For example, to calculate the health grade of ebg2, you should use the health member function (member function) in gamelevel class (class ). Now, gamelevel: Health is a function declared to get a parameter (a reference to gamecharacter), but it actually gets two parameters, because it also gets an implicit gamelevel parameter -- pointing to this. However, the health value calculation function of gamecharacters only obtains a single parameter: The gamecharacter that calculates the health value. If we want to use gamelevel: Health to calculate the health value of ebg2, we must "modify" it in some way to adapt it to obtaining only the unique parameter (A gamecharacter ), instead of two (one gamecharacter and one gamelevel ). In this example, we always use currentlevel as the gamelevel object to calculate the health value of ebg2. Therefore, Every time gamelevel: Health is called to calculate the health value of ebg2, we need "bind" (solidification) currentlevel to use as the gamelevel object. This is what the tr1: bind Call does: it specifies that the health value calculation function of ebg2 should always use currentlevel as the gamelevel object.
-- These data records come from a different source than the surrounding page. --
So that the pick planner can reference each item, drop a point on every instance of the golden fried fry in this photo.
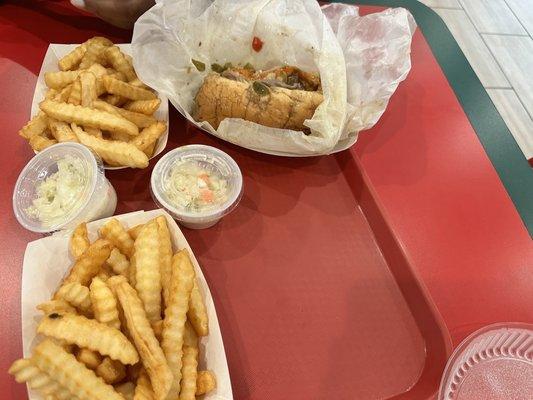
(197, 311)
(90, 334)
(165, 257)
(79, 241)
(118, 262)
(56, 306)
(147, 107)
(73, 375)
(94, 132)
(148, 277)
(127, 390)
(189, 371)
(91, 359)
(73, 58)
(149, 136)
(141, 120)
(39, 142)
(111, 371)
(143, 390)
(64, 94)
(104, 303)
(76, 295)
(113, 231)
(134, 232)
(140, 330)
(120, 62)
(61, 131)
(58, 80)
(35, 127)
(75, 93)
(87, 116)
(87, 266)
(114, 86)
(205, 382)
(88, 89)
(182, 278)
(113, 152)
(25, 371)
We skipped a lot of details, such as why "_ 1" means "using currentlevel as the gamelevel object when gamelevel: Health is called for ebg2 ". Such details are not enlightening, and they will move away from the basic point of my attention: when calculating a role's health value, by using tr1 :: function instead of a function pointer (function pointer), we will allow the customer to useAny compatible callable entity(Any compatible callable entity ). Cool, right?

The "classic" strategy pattern ("classic" policy Mode)
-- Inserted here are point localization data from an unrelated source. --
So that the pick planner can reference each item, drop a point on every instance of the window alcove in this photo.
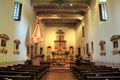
(3, 40)
(115, 39)
(102, 47)
(16, 46)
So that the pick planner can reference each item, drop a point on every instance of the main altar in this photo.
(61, 55)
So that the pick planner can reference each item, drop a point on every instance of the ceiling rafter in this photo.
(61, 12)
(57, 9)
If you enter design patterns more deeply than C ++, a more common practice of strategy is to use health-calculation function) create a virtual member function (Virtual member function) independent health-calculation hierarchy (health value calculation inheritance system ). The hierarchy design looks like this:

If you are not familiar with the UML notation, this means that when evilbadguy and eyecandycharacter are used as derived classes (derived classes), gamecharacter is the root of this inheritance hierarchy (inheritance system; healthcalcfunc is the root of another inheritance hierarchy (inheritance system) with derived classes (derived class) slowhealthloser and fasthealthloser; each gamecharacter type object contains a pointer to an object derived from healthcalcfunc.

This is the corresponding framework code:

Class gamecharacter; // Forward Declaration

Class healthcalcfunc {
Public:

...
Virtual int calc (const gamecharacter & GC) const
{...}
...

};

Healthcalcfunc defaulthealthcalc;

Class gamecharacter {
Public:
Explicit gamecharacter (Healthcalcfunc * phcf = & defaulthealthcalc)
: Phealthcalc (phcf)
{}

Int healthvalue () const
{ReturnPhealthcalc-> calc (* This);}

...

PRIVATE:
Healthcalcfunc * phealthcalc;
};

This method is attractive because people familiar with the "standard" strategy pattern implementation can quickly identify it, plus it provides the inheritance system through the healthcalcfunc hierarchy) add a derived class (derived class) to fine-tune the possibility of an existing healthy value calculation algorithm.

Summary (Summary)

The basic recommendation of this item is to consider alternative virtual functions when you are looking for a design to solve the problem. The following is a brief review of the optional methods we have examined:

  • UseNon-virtual interface idiom(Nvi idiom) (non-Virtual Interface Usage), which uses public non-virtual member functions (Public Non-virtual member functions) to package virtual functions (virtual functions) with lower Access Permissions) template Method Design Pattern (template method mode.
  • UseFunction pointer data members(Function pointer data member) replaces virtual functions, an obvious form of strategy design pattern.
  • UseTr1: function data members(Data member) instead of virtual functions (virtual functions), this allows the use of any callable entity (any callable entity) compatible with what you need ). This is also a form of strategy design pattern.
  • UseVirtual functions in another hierarchy(Virtual functions in another inheritance system) replace virtual functions in one hierarchy (virtual functions in a single inheritance system ). This is a common implementation of strategy design pattern.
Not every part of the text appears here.